Note to self: I must not murder hooligans. Perhaps I should make this my current mantra.

The biggest beef block of tofu I have about what happened is this: All signs indicate this was the work of bored/drunk/stupid teenagers. Three weeks ago there was also a rash of car theft in our neighbourhood that pointed toward amateurs.

And, if all these assumptions are true, where on earth are the parents?

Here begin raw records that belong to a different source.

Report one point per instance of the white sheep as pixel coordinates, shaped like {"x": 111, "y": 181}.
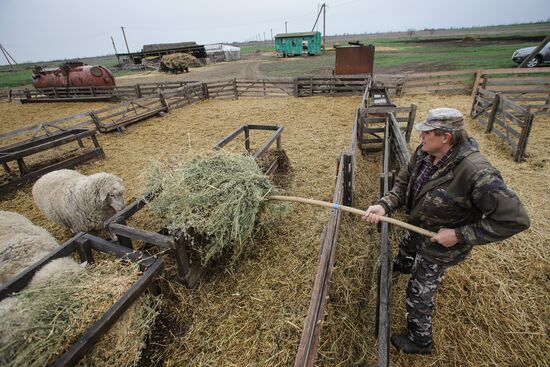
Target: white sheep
{"x": 76, "y": 201}
{"x": 21, "y": 244}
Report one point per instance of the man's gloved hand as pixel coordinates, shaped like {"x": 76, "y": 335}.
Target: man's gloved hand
{"x": 446, "y": 237}
{"x": 373, "y": 213}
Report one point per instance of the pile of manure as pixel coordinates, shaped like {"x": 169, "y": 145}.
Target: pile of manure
{"x": 44, "y": 321}
{"x": 215, "y": 199}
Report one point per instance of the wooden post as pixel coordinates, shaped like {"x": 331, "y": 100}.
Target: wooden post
{"x": 410, "y": 123}
{"x": 484, "y": 84}
{"x": 522, "y": 143}
{"x": 477, "y": 78}
{"x": 205, "y": 90}
{"x": 533, "y": 54}
{"x": 247, "y": 138}
{"x": 492, "y": 116}
{"x": 163, "y": 102}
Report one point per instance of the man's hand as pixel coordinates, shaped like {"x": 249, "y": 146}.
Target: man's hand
{"x": 446, "y": 237}
{"x": 373, "y": 213}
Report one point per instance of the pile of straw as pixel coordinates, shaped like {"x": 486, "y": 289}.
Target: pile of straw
{"x": 216, "y": 196}
{"x": 46, "y": 320}
{"x": 179, "y": 61}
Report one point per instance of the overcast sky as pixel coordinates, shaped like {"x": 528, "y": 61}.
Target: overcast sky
{"x": 33, "y": 30}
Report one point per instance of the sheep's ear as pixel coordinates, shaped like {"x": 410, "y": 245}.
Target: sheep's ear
{"x": 103, "y": 196}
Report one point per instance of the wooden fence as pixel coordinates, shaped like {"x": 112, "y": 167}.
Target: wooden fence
{"x": 529, "y": 88}
{"x": 511, "y": 81}
{"x": 502, "y": 117}
{"x": 444, "y": 82}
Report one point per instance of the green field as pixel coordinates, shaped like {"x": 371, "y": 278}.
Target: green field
{"x": 426, "y": 50}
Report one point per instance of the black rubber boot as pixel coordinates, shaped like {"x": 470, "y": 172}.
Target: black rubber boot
{"x": 406, "y": 345}
{"x": 402, "y": 264}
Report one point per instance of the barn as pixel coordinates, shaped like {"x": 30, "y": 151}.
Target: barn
{"x": 296, "y": 44}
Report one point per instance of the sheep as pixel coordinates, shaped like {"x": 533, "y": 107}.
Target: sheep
{"x": 21, "y": 244}
{"x": 81, "y": 203}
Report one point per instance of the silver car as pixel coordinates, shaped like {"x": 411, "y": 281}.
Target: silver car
{"x": 543, "y": 56}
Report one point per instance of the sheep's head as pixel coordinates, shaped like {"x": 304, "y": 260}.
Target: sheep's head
{"x": 111, "y": 191}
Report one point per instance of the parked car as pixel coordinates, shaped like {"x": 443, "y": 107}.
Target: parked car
{"x": 543, "y": 55}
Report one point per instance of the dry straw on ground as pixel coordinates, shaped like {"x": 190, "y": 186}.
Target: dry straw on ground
{"x": 48, "y": 319}
{"x": 491, "y": 310}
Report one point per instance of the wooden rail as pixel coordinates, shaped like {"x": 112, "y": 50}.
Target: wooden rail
{"x": 83, "y": 244}
{"x": 502, "y": 117}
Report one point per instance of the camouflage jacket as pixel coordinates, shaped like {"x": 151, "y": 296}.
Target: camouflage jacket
{"x": 467, "y": 194}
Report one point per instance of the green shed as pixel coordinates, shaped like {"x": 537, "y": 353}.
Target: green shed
{"x": 295, "y": 44}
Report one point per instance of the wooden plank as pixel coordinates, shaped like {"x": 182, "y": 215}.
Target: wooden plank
{"x": 143, "y": 235}
{"x": 115, "y": 312}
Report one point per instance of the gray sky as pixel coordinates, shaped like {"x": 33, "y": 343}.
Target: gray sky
{"x": 33, "y": 30}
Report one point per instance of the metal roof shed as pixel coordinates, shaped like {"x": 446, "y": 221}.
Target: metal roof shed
{"x": 295, "y": 44}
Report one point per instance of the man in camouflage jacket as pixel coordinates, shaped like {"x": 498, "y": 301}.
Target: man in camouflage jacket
{"x": 449, "y": 188}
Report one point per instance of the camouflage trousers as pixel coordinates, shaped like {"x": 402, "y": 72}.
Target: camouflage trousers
{"x": 420, "y": 296}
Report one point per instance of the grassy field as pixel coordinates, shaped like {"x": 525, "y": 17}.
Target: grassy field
{"x": 425, "y": 50}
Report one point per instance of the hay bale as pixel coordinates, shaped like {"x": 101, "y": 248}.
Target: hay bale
{"x": 213, "y": 198}
{"x": 44, "y": 321}
{"x": 178, "y": 62}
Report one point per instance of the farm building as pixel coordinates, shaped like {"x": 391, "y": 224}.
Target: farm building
{"x": 219, "y": 52}
{"x": 296, "y": 44}
{"x": 156, "y": 51}
{"x": 354, "y": 59}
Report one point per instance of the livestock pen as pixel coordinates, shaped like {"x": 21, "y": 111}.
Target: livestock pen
{"x": 492, "y": 308}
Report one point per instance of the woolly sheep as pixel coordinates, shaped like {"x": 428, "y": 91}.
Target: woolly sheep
{"x": 76, "y": 201}
{"x": 21, "y": 244}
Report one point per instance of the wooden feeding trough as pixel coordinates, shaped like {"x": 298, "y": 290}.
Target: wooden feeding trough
{"x": 84, "y": 243}
{"x": 127, "y": 113}
{"x": 189, "y": 268}
{"x": 375, "y": 107}
{"x": 69, "y": 94}
{"x": 28, "y": 155}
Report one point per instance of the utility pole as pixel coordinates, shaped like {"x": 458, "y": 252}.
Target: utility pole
{"x": 6, "y": 54}
{"x": 324, "y": 23}
{"x": 323, "y": 8}
{"x": 125, "y": 41}
{"x": 116, "y": 53}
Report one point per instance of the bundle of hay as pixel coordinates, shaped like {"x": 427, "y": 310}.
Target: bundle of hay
{"x": 178, "y": 62}
{"x": 218, "y": 195}
{"x": 39, "y": 324}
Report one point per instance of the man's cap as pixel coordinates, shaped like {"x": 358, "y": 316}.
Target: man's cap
{"x": 442, "y": 118}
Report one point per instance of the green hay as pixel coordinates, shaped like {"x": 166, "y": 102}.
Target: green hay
{"x": 213, "y": 198}
{"x": 46, "y": 320}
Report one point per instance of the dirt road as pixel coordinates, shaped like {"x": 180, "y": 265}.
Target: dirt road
{"x": 243, "y": 69}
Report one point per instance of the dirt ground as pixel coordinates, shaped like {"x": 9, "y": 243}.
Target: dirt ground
{"x": 247, "y": 68}
{"x": 491, "y": 310}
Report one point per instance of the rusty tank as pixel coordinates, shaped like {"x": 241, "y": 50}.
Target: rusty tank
{"x": 72, "y": 74}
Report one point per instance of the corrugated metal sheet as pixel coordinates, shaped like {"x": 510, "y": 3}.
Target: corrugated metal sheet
{"x": 354, "y": 60}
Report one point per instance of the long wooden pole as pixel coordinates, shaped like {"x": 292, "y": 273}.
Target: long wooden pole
{"x": 349, "y": 209}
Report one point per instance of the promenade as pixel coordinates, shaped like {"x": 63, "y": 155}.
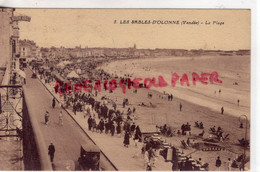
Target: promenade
{"x": 123, "y": 158}
{"x": 68, "y": 138}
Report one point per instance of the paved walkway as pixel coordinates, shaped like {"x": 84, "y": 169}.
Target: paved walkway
{"x": 67, "y": 138}
{"x": 125, "y": 159}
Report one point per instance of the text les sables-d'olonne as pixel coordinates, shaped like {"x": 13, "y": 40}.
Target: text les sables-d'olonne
{"x": 204, "y": 78}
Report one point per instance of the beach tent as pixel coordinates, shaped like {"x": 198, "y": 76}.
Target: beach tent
{"x": 20, "y": 72}
{"x": 73, "y": 74}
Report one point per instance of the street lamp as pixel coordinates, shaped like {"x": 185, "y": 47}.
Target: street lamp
{"x": 245, "y": 145}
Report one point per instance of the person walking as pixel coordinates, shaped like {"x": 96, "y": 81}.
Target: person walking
{"x": 229, "y": 164}
{"x": 222, "y": 110}
{"x": 51, "y": 152}
{"x": 47, "y": 118}
{"x": 60, "y": 118}
{"x": 89, "y": 123}
{"x": 218, "y": 163}
{"x": 126, "y": 139}
{"x": 53, "y": 102}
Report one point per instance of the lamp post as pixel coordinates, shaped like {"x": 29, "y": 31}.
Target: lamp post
{"x": 244, "y": 156}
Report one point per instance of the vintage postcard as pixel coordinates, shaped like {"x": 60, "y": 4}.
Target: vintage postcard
{"x": 125, "y": 89}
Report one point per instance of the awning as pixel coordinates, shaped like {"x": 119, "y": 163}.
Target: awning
{"x": 20, "y": 72}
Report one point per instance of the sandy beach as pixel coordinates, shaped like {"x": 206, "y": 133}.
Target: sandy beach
{"x": 200, "y": 103}
{"x": 231, "y": 69}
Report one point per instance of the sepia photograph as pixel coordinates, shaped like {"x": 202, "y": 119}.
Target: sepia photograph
{"x": 125, "y": 89}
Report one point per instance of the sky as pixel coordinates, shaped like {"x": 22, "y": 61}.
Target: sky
{"x": 96, "y": 28}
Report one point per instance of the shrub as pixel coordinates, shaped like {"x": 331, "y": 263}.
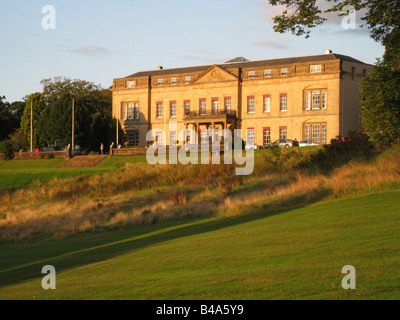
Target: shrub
{"x": 6, "y": 148}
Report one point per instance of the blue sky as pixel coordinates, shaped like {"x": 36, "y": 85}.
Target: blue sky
{"x": 102, "y": 40}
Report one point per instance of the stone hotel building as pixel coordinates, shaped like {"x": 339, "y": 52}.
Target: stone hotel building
{"x": 310, "y": 97}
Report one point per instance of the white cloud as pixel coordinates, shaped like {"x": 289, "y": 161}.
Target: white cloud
{"x": 91, "y": 50}
{"x": 271, "y": 44}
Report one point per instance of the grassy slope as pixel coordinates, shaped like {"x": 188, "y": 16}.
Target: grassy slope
{"x": 20, "y": 173}
{"x": 281, "y": 254}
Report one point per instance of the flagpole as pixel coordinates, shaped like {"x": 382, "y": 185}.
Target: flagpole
{"x": 73, "y": 120}
{"x": 31, "y": 126}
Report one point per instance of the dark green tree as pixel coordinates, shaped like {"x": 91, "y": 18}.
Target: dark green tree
{"x": 380, "y": 96}
{"x": 38, "y": 107}
{"x": 90, "y": 101}
{"x": 300, "y": 16}
{"x": 380, "y": 91}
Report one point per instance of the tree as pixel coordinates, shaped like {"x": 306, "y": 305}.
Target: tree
{"x": 4, "y": 118}
{"x": 381, "y": 17}
{"x": 380, "y": 91}
{"x": 6, "y": 149}
{"x": 380, "y": 96}
{"x": 92, "y": 112}
{"x": 37, "y": 109}
{"x": 55, "y": 124}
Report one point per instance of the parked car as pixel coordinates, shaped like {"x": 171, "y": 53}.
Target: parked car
{"x": 284, "y": 143}
{"x": 254, "y": 147}
{"x": 307, "y": 143}
{"x": 49, "y": 149}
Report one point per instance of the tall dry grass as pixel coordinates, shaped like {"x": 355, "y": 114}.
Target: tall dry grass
{"x": 144, "y": 194}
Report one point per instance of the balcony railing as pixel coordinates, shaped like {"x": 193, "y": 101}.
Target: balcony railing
{"x": 210, "y": 113}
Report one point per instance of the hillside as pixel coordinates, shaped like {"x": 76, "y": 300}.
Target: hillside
{"x": 277, "y": 254}
{"x": 200, "y": 232}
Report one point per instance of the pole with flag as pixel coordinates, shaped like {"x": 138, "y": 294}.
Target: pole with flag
{"x": 73, "y": 120}
{"x": 31, "y": 125}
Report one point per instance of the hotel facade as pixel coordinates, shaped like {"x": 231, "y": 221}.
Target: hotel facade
{"x": 310, "y": 97}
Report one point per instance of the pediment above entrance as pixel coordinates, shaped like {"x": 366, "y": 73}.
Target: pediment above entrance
{"x": 215, "y": 73}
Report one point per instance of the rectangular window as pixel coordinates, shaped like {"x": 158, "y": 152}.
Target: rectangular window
{"x": 315, "y": 68}
{"x": 323, "y": 134}
{"x": 250, "y": 104}
{"x": 186, "y": 104}
{"x": 172, "y": 109}
{"x": 159, "y": 109}
{"x": 159, "y": 138}
{"x": 267, "y": 73}
{"x": 283, "y": 102}
{"x": 228, "y": 104}
{"x": 252, "y": 74}
{"x": 136, "y": 111}
{"x": 250, "y": 136}
{"x": 315, "y": 132}
{"x": 214, "y": 106}
{"x": 124, "y": 112}
{"x": 316, "y": 100}
{"x": 307, "y": 132}
{"x": 266, "y": 136}
{"x": 131, "y": 84}
{"x": 307, "y": 102}
{"x": 172, "y": 138}
{"x": 202, "y": 107}
{"x": 282, "y": 132}
{"x": 267, "y": 103}
{"x": 323, "y": 99}
{"x": 133, "y": 138}
{"x": 131, "y": 110}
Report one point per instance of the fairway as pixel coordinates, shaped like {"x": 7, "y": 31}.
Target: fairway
{"x": 295, "y": 253}
{"x": 20, "y": 173}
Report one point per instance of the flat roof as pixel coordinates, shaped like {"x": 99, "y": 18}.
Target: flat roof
{"x": 246, "y": 64}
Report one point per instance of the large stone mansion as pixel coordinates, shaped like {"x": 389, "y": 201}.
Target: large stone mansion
{"x": 309, "y": 97}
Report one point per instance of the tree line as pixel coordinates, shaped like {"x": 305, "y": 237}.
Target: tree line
{"x": 52, "y": 116}
{"x": 380, "y": 91}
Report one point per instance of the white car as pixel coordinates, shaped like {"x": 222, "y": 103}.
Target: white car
{"x": 307, "y": 143}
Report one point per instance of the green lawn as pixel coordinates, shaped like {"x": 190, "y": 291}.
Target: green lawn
{"x": 283, "y": 254}
{"x": 20, "y": 173}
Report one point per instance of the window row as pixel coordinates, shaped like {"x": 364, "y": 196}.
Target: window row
{"x": 250, "y": 135}
{"x": 130, "y": 110}
{"x": 316, "y": 132}
{"x": 283, "y": 103}
{"x": 202, "y": 107}
{"x": 283, "y": 72}
{"x": 313, "y": 100}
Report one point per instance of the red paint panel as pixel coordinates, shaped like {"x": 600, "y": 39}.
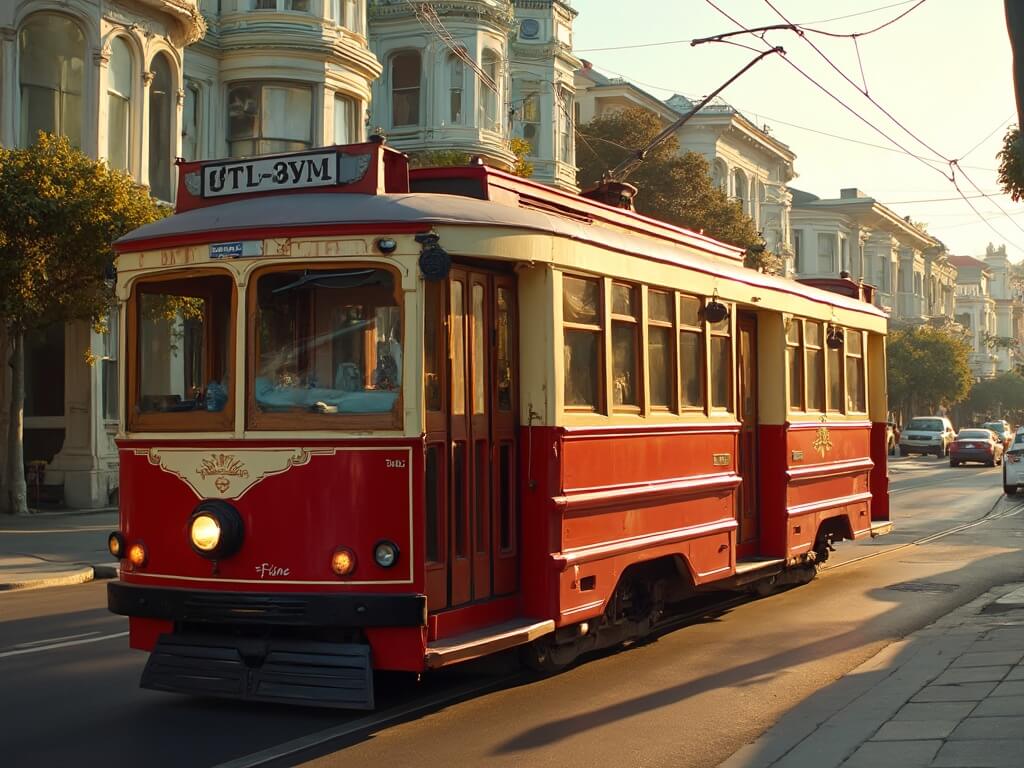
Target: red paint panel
{"x": 293, "y": 520}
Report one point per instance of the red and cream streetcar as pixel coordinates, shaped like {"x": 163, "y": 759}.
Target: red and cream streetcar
{"x": 388, "y": 420}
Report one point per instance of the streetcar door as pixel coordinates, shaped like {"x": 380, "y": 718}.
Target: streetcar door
{"x": 481, "y": 436}
{"x": 747, "y": 411}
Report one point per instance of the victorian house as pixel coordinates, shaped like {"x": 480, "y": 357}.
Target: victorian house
{"x": 744, "y": 161}
{"x": 914, "y": 278}
{"x": 468, "y": 76}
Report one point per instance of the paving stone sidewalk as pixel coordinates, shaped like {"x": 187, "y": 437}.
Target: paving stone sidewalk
{"x": 54, "y": 549}
{"x": 950, "y": 695}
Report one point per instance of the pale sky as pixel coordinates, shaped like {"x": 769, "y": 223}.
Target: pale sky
{"x": 943, "y": 72}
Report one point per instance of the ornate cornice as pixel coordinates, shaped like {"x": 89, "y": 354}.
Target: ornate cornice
{"x": 190, "y": 24}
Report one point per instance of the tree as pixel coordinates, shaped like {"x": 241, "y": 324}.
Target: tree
{"x": 59, "y": 214}
{"x": 673, "y": 187}
{"x": 1012, "y": 164}
{"x": 929, "y": 368}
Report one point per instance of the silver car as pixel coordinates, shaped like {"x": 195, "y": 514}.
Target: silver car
{"x": 927, "y": 435}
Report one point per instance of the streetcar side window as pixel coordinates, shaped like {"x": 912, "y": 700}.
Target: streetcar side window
{"x": 856, "y": 400}
{"x": 815, "y": 366}
{"x": 582, "y": 325}
{"x": 836, "y": 400}
{"x": 721, "y": 361}
{"x": 691, "y": 352}
{"x": 625, "y": 346}
{"x": 659, "y": 350}
{"x": 327, "y": 346}
{"x": 182, "y": 331}
{"x": 795, "y": 363}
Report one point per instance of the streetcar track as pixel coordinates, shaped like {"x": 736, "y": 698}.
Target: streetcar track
{"x": 397, "y": 714}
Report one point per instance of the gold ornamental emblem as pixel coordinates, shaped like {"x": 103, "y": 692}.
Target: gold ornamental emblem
{"x": 822, "y": 441}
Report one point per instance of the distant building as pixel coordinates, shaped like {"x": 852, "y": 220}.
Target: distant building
{"x": 976, "y": 312}
{"x": 109, "y": 77}
{"x": 470, "y": 75}
{"x": 744, "y": 161}
{"x": 855, "y": 233}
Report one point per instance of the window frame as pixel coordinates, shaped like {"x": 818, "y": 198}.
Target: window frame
{"x": 259, "y": 135}
{"x": 600, "y": 375}
{"x": 634, "y": 321}
{"x": 673, "y": 350}
{"x": 255, "y": 420}
{"x": 189, "y": 421}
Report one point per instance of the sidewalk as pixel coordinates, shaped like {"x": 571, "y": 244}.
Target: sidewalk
{"x": 950, "y": 694}
{"x": 51, "y": 549}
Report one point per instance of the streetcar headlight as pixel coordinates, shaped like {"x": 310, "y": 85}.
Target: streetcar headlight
{"x": 137, "y": 554}
{"x": 343, "y": 561}
{"x": 205, "y": 532}
{"x": 215, "y": 529}
{"x": 116, "y": 545}
{"x": 386, "y": 554}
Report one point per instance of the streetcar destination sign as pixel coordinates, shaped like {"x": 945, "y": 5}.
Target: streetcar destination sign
{"x": 298, "y": 171}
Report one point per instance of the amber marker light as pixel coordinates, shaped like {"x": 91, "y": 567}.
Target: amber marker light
{"x": 343, "y": 561}
{"x": 137, "y": 554}
{"x": 116, "y": 545}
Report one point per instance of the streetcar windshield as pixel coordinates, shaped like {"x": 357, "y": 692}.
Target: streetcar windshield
{"x": 183, "y": 338}
{"x": 328, "y": 342}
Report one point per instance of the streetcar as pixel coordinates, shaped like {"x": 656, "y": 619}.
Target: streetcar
{"x": 381, "y": 419}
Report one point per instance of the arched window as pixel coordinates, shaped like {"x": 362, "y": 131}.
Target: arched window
{"x": 406, "y": 88}
{"x": 51, "y": 52}
{"x": 457, "y": 82}
{"x": 489, "y": 120}
{"x": 739, "y": 190}
{"x": 161, "y": 117}
{"x": 119, "y": 82}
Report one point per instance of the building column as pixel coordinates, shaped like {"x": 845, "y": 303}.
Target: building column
{"x": 8, "y": 86}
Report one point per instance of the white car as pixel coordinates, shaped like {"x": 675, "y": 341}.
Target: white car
{"x": 1013, "y": 464}
{"x": 927, "y": 434}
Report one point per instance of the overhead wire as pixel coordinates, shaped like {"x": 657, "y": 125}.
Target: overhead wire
{"x": 951, "y": 176}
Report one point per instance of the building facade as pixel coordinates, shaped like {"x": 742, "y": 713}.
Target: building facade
{"x": 914, "y": 278}
{"x": 744, "y": 161}
{"x": 468, "y": 76}
{"x": 109, "y": 77}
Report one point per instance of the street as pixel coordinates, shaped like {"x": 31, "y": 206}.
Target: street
{"x": 690, "y": 697}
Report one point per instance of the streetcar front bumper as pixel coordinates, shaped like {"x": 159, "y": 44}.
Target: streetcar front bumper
{"x": 252, "y": 646}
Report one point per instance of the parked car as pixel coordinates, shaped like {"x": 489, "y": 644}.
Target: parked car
{"x": 1013, "y": 465}
{"x": 1003, "y": 430}
{"x": 892, "y": 437}
{"x": 927, "y": 434}
{"x": 981, "y": 445}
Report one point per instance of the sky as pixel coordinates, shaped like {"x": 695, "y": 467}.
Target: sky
{"x": 943, "y": 72}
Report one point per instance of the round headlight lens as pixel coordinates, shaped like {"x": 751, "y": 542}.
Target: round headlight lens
{"x": 386, "y": 554}
{"x": 116, "y": 545}
{"x": 205, "y": 532}
{"x": 137, "y": 554}
{"x": 215, "y": 529}
{"x": 343, "y": 561}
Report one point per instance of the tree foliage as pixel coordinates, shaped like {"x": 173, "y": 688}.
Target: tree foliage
{"x": 1004, "y": 393}
{"x": 673, "y": 187}
{"x": 59, "y": 214}
{"x": 1012, "y": 164}
{"x": 929, "y": 368}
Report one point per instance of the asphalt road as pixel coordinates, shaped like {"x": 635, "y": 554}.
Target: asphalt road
{"x": 69, "y": 684}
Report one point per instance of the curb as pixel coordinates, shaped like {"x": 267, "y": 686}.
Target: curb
{"x": 79, "y": 576}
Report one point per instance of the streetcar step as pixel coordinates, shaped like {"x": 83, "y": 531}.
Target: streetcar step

My generation is pretty much the most selfish one I've ever seen. To be honest I'm almost embarrassed to be in my 30's. We're obsessed with instant gratification and the accumulation of things: big houses, big cars, big vacations, the nicest bodies, designer clothes, the newest electronics, 40 different t.v. shows we have to watch every week, so could you please not disturb us right now, son? We're trying to catch up on Grey's and CSI. Why don't you go do something somewhere else, ok? That's a good boy. Come back whenever.

If teenagers are taking a crowbar to the back of a vehicle in the middle of the night, I'm going to point a finger right into their livingrooms and ask what the hell is going on. And before anyone feeds me the 'maybe they have single parents who work shifts' line, can I just say that, being as insanely popular as I am, I know many single parents - some of them who do shift work and are not always home - and they do a fantastic job at spending quality time with their children and making sure they feel loved.

There are very few good excuses in my book. And my book is the only book worth checking out. Unless you're religious that is, and then maybe it's one of two only books. (I say this so as not to get lightninged by an angry diety)

Back to you neglectful parents: Something's going on and it can probably be fixed, so fix it. It's often as simple as getting to know your child. Mother of the year I am definitely not and mistakes will be made around here, but rest assured I will know where they are at 3AM. And God help them if I find out they were supposed to be sleeping at Timmy's house and they're out in a pre-penitentiary posse.

Alright, I admit it. I'm feeling a bit ranty. But we're going to be out $350+ by the time this is said and done. We don't exactly have that money lying around and I've already put the idea of prostitution out of my mind as a quick cash grab. I even returned the micro mini skirt and leopard print shawl. I told Vicious D. Loco to take his Cadillac to another corner. Sometimes I regret the decision, but I think I might need to find another way to pay for all these little "surprises" that keep coming up.

I suppose I could write the next bestseller, but that's so overdone.

In the meantime I'm going to go out in Vanzilla and scope out the 'hood. All the delinquents can cower as I pull up blasting Katy Perry and asking them where their parents are. Domination and intimidation is the name of the game; it's quite a bit like dog training or bad parenting.

The Juvenile Delinquent Whisperer. Maybe I could just get a show on TLC. That would pay for a lot of glass.